Het is de nacht van 26 april, 1986. In de kerncentrale van Tsjernobyl wordt een experiment gehouden met de turbogenerator. Ongeveer een minuut na de start van de test vinden er twee grote explosies plaats.
De grootste nucleaire ramp in de geschiedenis is een feit. De eerste melding over hoog gemeten radioactiviteit komt uit Zweden: de Sovjet-Unie probeerde het ongeluk in eerste instantie geheim te houden. In de dagen na het incident verspreidt zich een radioactieve wolk over Europa.
Getroffen gebieden
Pas op 6 mei weten de Russen de brand in de kernreactor te blussen. In de tussentijd blijft er radioactieve stof vrijkomen. De directe omgeving van Tsjernobyl is uiteraard het zwaarst getroffen. Ook het huidige Oekraïne, Wit-Rusland en delen van Rusland krijgen de volle laag. Polen, delen van de Baltische Staten, en gedeeltes van Duitsland, Roemenië en Servië worden zwaar getroffen. De mate waarin de radioactieve stoffen ergens neer komen, is sterk afhankelijk van de weersomstandigheden. De wolken worden heen en weer gedragen door de wind. Het radioactieve gebied is dan ook niet gelijk verspreid over Europa. Het gebied ten noorden van Tsjernobyl is veel sterker getroffen dan het gedeelte aan de westelijke kant. Ook is de radioactiviteit veel sterker naar het Westen verspreid dan naar het oosten.
De reacties in Europa
In eerste instantie is de berichtgeving vanuit Sovjet-Unie schaars en worden er weinig maatregelen getroffen. Zeker West-Europa blijft dagenlang in onwetendheid.
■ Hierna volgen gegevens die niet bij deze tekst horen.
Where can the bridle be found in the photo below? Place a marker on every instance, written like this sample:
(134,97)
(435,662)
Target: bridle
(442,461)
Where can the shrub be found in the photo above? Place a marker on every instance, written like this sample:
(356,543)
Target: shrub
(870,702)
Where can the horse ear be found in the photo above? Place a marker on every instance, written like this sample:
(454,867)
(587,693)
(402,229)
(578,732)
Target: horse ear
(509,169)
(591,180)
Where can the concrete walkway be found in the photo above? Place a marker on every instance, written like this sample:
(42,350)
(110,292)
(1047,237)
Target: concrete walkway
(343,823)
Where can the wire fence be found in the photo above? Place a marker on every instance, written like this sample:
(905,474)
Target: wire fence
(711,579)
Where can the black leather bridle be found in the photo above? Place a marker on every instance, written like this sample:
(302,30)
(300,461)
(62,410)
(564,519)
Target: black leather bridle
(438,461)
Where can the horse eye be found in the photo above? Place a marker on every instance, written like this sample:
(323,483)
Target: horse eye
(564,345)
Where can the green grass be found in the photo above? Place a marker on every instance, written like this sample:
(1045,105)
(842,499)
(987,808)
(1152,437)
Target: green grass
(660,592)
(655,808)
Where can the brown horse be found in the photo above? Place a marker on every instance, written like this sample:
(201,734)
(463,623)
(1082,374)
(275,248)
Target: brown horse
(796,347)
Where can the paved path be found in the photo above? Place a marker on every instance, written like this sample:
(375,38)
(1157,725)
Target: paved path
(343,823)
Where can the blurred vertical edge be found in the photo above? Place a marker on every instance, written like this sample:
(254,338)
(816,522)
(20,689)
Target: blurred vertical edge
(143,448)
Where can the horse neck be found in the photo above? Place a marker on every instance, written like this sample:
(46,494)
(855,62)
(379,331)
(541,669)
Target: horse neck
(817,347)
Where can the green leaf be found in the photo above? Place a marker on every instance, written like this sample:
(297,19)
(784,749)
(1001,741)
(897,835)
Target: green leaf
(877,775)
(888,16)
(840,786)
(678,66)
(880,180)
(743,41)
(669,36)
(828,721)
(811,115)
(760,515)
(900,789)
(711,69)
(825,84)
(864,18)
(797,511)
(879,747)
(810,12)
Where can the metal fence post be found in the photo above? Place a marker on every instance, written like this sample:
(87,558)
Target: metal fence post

Ook bestaan er nog weinig inzichten op het effect van radioactiviteit op lange afstand. Nederland heeft bijvoorbeeld wel een noodplan voor zijn eigen centrales, maar dit focust zich op een straal van 5 tot 15 kilometer rond de plek waar zoiets zou kunnen gebeuren. Er wordt daarom snel een crisisteam gevormd, wat geen crisisteam genoemd mag worden, want dat klinkt te bedreigend.
Maatregelen
Door metingen van het KNMI wordt het duidelijk dat de radioactieve wolken ook voor radioactieve neerslag kunnen zorgen. Dit zorgt in veel landen – waaronder Nederland – voor paniek en maatregelen. In Duitsland en Nederland gaan de koeien op stal zodat zij geen besmet gras kunnen eten. Duitsland sluit de grens voor Nederlandse groenten.
Impact
De impact van de ramp bij Tsjernobyl is ook nu nog groot. Vóór de ramp was kernenergie de toekomst, een nieuwe manier van energie leveren waar veel mensen in geloofden. Na de ramp raakte kernenergie zwaar in diskrediet. Ook is sinds de ramp nog steeds straling in de natuur terug te vinden. Dit geldt met name voor paddenstoelen, waarvan veel soorten de eigenschap hebben om de radioactiviteit op te slaan.